Markets in Vietnam may not be cavernous underground worlds of stunning rock formations and skyscraper high stalagmites, but they can be cavernous worlds unto themselves. Markets like this one in Danang sell everything from fabric for clothing to dried baby shrimp. Needless to say, you can get lost exploring the rows for hours. They’re most active in the early morning and late evening, when the temperature cools down a bit and shoppers come out. During the middle of the day, you might find shopkeepers taking a nap in front of their stalls. When we say you could spend all day in these markets, we seriously mean it.
In some area like Mekong Delta you also can find many “Float Markets” like in the picture where locals sell their products on their own boat.
Vietnam’s beaches may be one of the country’s most unsung beauties. While travelers may think of Thailand and Cambodia as the countries to visit for white sand and clear water, Vietnam boasts beaches that rival these countries’ beloved tourists spots. Sure, some beach towns in Vietnam, like Nha Trang and Mui Ne, get a lot of attention, but quieter, less-traveled beaches like Doc Let are the real treasures. Con Dao and Phu Quoc are some of the most gorgeous islands in South East Asia, and travelers would be wise to hurry there now, before these isolated, idyllic spots suffer the same fate as the over-traveled beaches in Thailand and Cambodia.
The North Beauty
The Northwest of Vietnam, is one of the country’s most stunning areas. Its dramatic rice terraces and surrounding peaks make this mountainous area well worth the short trip from Hanoi. You can take an overnight train from Hanoi, which makes it a popular destination on the tourist circuit. Covered by totally a green color, surrounded by big continuous mountains make this area always looks majestic.

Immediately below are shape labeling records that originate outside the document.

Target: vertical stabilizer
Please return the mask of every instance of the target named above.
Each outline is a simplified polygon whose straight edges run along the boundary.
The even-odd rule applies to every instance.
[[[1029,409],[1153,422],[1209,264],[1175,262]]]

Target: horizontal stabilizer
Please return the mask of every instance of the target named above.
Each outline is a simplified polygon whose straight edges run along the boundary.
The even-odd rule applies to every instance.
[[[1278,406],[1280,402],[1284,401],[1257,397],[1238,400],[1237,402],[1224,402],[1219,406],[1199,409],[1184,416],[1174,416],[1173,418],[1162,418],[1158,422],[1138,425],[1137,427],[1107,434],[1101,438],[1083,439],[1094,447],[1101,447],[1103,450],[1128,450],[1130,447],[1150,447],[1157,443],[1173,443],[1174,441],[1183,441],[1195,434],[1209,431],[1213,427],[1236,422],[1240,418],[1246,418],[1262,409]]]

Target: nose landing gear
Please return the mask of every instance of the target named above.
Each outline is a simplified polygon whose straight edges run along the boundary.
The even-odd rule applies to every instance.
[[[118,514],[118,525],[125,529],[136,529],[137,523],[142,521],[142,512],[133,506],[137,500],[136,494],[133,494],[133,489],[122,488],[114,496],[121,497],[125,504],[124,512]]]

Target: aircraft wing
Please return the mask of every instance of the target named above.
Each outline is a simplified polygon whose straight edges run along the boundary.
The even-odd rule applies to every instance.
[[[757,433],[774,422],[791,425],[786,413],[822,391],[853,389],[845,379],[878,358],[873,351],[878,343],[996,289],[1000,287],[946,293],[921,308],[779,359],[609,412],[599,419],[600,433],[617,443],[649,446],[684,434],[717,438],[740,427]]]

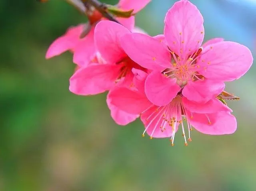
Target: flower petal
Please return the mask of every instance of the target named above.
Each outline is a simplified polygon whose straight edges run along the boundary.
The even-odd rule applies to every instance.
[[[189,1],[174,3],[164,19],[164,34],[169,48],[181,58],[195,52],[204,39],[203,22],[199,10]]]
[[[110,92],[107,96],[107,104],[110,110],[111,117],[117,124],[119,125],[126,125],[139,117],[139,115],[128,113],[112,104],[112,98],[109,96],[110,93]]]
[[[133,83],[138,91],[141,94],[145,94],[145,81],[148,74],[142,70],[135,68],[132,69],[132,71],[134,76],[133,78]]]
[[[94,95],[110,90],[115,85],[119,73],[118,65],[92,65],[78,69],[70,80],[69,90],[78,95]]]
[[[128,56],[142,67],[162,71],[171,66],[170,53],[157,39],[132,33],[122,37],[121,45]]]
[[[145,93],[148,98],[159,106],[170,103],[180,89],[175,79],[168,78],[157,71],[149,74],[145,82]]]
[[[212,38],[205,42],[204,43],[202,46],[203,47],[203,48],[204,48],[208,45],[215,44],[215,43],[217,43],[218,42],[222,42],[224,41],[224,39],[222,38]]]
[[[204,134],[223,135],[231,134],[236,131],[236,120],[229,112],[220,111],[208,114],[207,116],[210,124],[204,114],[193,113],[193,118],[190,118],[189,122],[196,130]]]
[[[96,55],[94,45],[94,28],[81,39],[74,49],[73,61],[78,66],[86,66]]]
[[[197,61],[200,73],[210,79],[232,81],[244,75],[252,64],[250,50],[238,43],[224,41],[208,46]]]
[[[112,105],[131,114],[139,114],[152,105],[144,94],[124,87],[111,90],[108,96]]]
[[[112,21],[101,21],[97,24],[94,30],[94,42],[97,49],[105,60],[114,63],[126,56],[120,46],[120,38],[130,32],[124,26]]]
[[[220,111],[232,112],[232,110],[217,98],[214,98],[206,103],[198,103],[182,97],[182,104],[186,110],[197,113],[215,113]]]
[[[151,0],[120,0],[118,6],[124,11],[133,9],[133,13],[136,13],[143,9]]]
[[[48,59],[72,49],[80,40],[79,35],[82,28],[82,25],[70,28],[64,35],[54,41],[47,50],[45,56],[46,59]]]
[[[223,82],[208,79],[191,81],[184,87],[182,95],[191,101],[205,103],[219,95],[224,88]]]

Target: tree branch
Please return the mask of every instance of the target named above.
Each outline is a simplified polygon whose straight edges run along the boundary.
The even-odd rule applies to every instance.
[[[86,5],[88,4],[94,7],[99,12],[101,13],[105,18],[111,21],[120,24],[112,14],[107,11],[107,7],[106,4],[99,2],[98,0],[84,0],[84,4]]]

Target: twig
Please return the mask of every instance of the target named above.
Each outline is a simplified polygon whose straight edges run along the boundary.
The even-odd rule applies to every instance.
[[[102,16],[111,21],[114,21],[116,23],[120,24],[112,14],[108,12],[107,11],[107,7],[106,4],[99,2],[98,0],[84,0],[84,4],[89,4],[94,7],[99,12],[101,13]]]

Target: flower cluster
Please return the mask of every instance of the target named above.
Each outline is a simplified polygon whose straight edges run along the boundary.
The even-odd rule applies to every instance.
[[[149,1],[120,0],[118,6],[136,12]],[[169,138],[172,146],[179,127],[186,146],[192,127],[211,135],[234,132],[236,118],[220,96],[224,82],[239,79],[251,67],[248,48],[221,38],[202,45],[203,17],[187,0],[169,10],[163,35],[151,37],[136,29],[134,16],[117,19],[122,25],[99,18],[82,39],[82,26],[71,28],[49,47],[47,58],[74,53],[78,69],[70,79],[72,92],[109,91],[107,103],[116,123],[140,118],[142,137]]]

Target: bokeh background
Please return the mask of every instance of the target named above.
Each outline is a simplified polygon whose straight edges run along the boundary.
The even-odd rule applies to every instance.
[[[153,0],[137,14],[137,25],[162,33],[175,1]],[[204,17],[206,40],[223,37],[254,54],[256,1],[191,1]],[[60,0],[1,0],[0,8],[0,191],[256,190],[256,66],[226,84],[241,98],[228,102],[237,118],[235,134],[193,131],[186,147],[178,132],[172,147],[168,139],[142,138],[138,120],[116,124],[106,94],[70,92],[71,53],[45,59],[55,38],[86,22],[75,9]]]

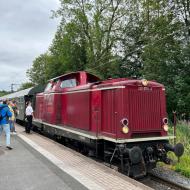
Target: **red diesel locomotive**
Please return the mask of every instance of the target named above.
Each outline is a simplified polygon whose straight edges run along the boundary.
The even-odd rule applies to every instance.
[[[169,163],[168,151],[179,157],[184,150],[169,144],[165,88],[153,81],[59,76],[37,94],[34,124],[133,177],[146,175],[157,161]]]

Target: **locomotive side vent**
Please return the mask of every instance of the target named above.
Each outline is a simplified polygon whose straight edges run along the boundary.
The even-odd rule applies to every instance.
[[[130,129],[133,132],[159,131],[161,129],[161,103],[159,89],[129,89]]]

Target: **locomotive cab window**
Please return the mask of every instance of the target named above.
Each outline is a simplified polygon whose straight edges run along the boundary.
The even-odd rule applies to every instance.
[[[75,87],[75,86],[77,86],[76,79],[63,80],[60,85],[61,88],[71,88],[71,87]]]

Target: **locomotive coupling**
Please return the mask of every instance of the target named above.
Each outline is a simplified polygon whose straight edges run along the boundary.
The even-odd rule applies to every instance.
[[[142,161],[142,151],[138,146],[126,148],[125,153],[128,154],[129,159],[133,164],[138,164]]]
[[[181,143],[172,146],[171,144],[165,144],[164,148],[166,151],[172,151],[177,157],[181,157],[184,153],[184,146]]]

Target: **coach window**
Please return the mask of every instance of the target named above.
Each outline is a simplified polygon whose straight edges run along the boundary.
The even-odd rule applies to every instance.
[[[63,80],[60,85],[61,88],[71,88],[75,86],[77,86],[76,79]]]

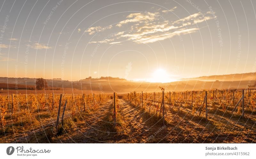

A UNESCO World Heritage town, Hoi An is one of the most picturesque, lovely places to visit in all of Vietnam. Located in the center of the country, just outside of Danang, Hoi An used to be a flourishing port town from the 15th to the 19th centuries, before the Thu Bon river silted up and basically halted trade in the region. Fortunately in the 1990s, the town was declared a World Heritage site and tourism has since revived the so-called “Venice of Vietnam.” Thanks to the international residents — from the Chinese and Japanese to the French — during the port years, Hoi An boasts a variety of local specialities that you can’t find anywhere else in the country. Dishes like Cao Lau and White Rose Dumplings are reason enough to visit Hoi An, and when you factor in the gorgeous, canal-side setting and preserved colonial French architecture, it really does become a national treasure.
Speaking of vistas, Halong Bay, the UNESCO World Heritage Site in the Gulf of Tonkin, is every bit as spectacular as people say. It IS worth the roughly four hour drive from Hanoi, and it IS worth fighting the swarms of tourists to see. The bay used to be littered with a lot more trash, but with recent clean-up efforts, it’s much better these days. The 1,600 islands jut out of the sea, seemingly one on top of the other, creating a dramatic scape of mountains, sea and sky.
Kind, thoughtful, industrious, optimistic, generous — the people are the heart of country, and if you visit, you should take every opportunity to get to know them.